Why aren’t hospitals leaping to adopt these best practices?…. More than half of the 2,075 respondents, most of whom were infection control nurses employed by hospitals, reported that they use a cumbersome paper-based system for tracking patients’ conditions that makes it harder to spot infections in real time. Seven in 10 said they are not given enough time to train other hospital workers on proper procedures. Nearly a third said enforcing best practice guidelines was their greatest challenge, and one in five said administrators were not willing to spend the necessary money to prevent CRBSIs.

[Peter] Pronovost said part of the problem was that many hospital chief executives aren’t even aware of their institution’s bloodstream infection rates, let alone how easily they could bring them down.
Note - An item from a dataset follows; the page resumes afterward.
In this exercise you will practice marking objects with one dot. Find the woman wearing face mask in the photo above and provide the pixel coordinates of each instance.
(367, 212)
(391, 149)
When hospital leaders decide to create a culture in which preventing infections is a priority, he added, nurses feel empowered to remind physicians to follow the checklist when inserting catheters, physicians are provided antiseptic soaps as part of their catheter kits and infection control personnel have the best tools to monitor patients.

Italics mine. How is it possible that hospital CEOs don’t even know about this? We’re talking about something that saves lives, costs almost nothing, and would probably reduce healthcare costs by over a billion dollars nationally if it were adopted aggressively. And equally, why is our medical system still so screwed up that doctors routinely treat nurses like serfs who are too cowed to insist on sterile procedures? I mean, talk about the cost of lingering patriarchy. In this case, it might someday kill you.